Foreign Minister Lloyd Axworthy announced on Monday that Canada was withdrawing its co-sponsorship of a resolution to the United Nations Human Rights Commission condemning human rights abuses in China.

Every year since the Tiananmen Square massacre in 1989, the European Union has sponsored the resolution and every year until now, Canada has been a co-sponsor. Canada has made the change despite heavy lobbying from the British government and from the United States, where President Bill Clinton raised the issue with Prime Minister Jean Chretien during the Prime Minister's visit to Washington last week.

Mr Axworthy said Canada remains concerned about human rights in China but "under the circumstances, we concluded that Canada could have a greater influence on the state of human rights in China by pursuing and intensifying our pro- mising bilateral measures."

The minister also said the resolution doesn't have the clout it once had because several of the other traditional sponsors, including France (which has just concluded a major deal to sell Airbus aircraft to China), have also backed away. Other countries to have withdrawn sponsorship include Italy, Greece, Germany, Spain and Australia. The fracturing of the earlier consensus is seen as a major success for Chinese diplomacy.

Although Mr Axworthy was stuck with defending the Canadian switch, he opposed it strongly in Cabinet and the ensuing row was so serious that details of the secret proceedings leaked out last week.

Prime Minister Chretien was the principal proponent of the softer line on China, a view which appears directly related to the efforts both the Canadian Government and Canadian businesses have been making to capitalise on rapidly expanding commercial opportunites in China.

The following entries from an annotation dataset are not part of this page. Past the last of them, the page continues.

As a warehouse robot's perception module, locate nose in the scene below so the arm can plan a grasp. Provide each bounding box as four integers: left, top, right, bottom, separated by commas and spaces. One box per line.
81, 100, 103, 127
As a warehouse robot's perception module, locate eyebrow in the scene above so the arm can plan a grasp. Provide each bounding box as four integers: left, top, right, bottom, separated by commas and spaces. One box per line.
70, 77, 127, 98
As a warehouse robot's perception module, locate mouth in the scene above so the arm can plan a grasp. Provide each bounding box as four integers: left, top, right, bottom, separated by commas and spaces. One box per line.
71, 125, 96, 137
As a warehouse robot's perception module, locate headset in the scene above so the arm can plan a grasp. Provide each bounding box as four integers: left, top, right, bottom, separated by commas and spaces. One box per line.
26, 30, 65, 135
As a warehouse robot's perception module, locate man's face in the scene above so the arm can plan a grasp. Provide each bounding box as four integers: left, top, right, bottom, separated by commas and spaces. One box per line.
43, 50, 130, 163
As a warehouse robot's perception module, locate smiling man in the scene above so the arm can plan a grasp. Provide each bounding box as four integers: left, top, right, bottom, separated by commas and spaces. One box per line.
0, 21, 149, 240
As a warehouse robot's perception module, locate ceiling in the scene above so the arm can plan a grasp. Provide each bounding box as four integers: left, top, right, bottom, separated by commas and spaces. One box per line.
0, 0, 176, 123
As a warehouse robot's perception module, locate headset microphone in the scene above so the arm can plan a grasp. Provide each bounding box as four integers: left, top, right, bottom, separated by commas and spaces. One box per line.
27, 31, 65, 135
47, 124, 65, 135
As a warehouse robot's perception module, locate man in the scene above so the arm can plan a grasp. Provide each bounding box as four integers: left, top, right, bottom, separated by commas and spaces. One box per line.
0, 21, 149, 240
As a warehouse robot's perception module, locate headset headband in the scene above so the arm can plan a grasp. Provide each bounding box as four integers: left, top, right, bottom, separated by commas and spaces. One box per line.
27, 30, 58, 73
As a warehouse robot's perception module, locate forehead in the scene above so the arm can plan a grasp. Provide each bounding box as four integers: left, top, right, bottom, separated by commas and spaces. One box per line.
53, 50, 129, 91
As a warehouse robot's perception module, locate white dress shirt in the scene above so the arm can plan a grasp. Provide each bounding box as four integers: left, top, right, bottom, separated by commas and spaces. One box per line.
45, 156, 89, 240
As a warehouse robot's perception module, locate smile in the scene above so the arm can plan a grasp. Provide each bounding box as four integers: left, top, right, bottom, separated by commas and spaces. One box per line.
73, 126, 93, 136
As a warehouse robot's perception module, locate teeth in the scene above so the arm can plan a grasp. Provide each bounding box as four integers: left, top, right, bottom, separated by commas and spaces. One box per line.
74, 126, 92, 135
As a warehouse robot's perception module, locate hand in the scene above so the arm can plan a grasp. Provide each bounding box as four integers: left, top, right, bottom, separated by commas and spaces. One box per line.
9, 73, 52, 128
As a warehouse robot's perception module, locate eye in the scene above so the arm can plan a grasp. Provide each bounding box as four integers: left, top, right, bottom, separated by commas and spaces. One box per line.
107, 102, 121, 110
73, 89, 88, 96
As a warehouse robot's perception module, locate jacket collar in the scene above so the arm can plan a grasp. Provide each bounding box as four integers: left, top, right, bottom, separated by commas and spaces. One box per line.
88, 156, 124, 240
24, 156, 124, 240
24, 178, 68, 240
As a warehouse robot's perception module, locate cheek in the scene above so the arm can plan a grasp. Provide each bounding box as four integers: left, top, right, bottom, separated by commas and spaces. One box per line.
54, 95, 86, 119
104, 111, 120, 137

Ever the pragmatist, Mr Chretien has often indicated his scepticism about how much influence a small country like Canada can have on China. Mr Axworthy, backed by the Foreign Affairs Department has been emphasizing the importance of keeping up the moral pressure, continuing a strong tradition of robustly moral Canadian diplomacy.

But Mr Chretien has also led two trade missions to China in the three- and-a-half years since he took power. One major success was the sale of two nuclear electrical generating stations to China with the prospect of several more. The Canadians are convinced the Chinese sales will reassert the Canadian CANDU system, which uses natural rather than enriched uranium to generate steam, as a superior nuclear system which does not run the risks of the Chernobyl or Three Mile Island types of meltdown.

Canadian engineering firms are involved in the design and construction of the huge Three Gorges dam, and Canadian exports in many fields have expanded. Canada also quietly hosted Lieutenant-General Qian Shugen, the deputy chief of the general staff of the People's Liberation Army, and five other senior officers recently.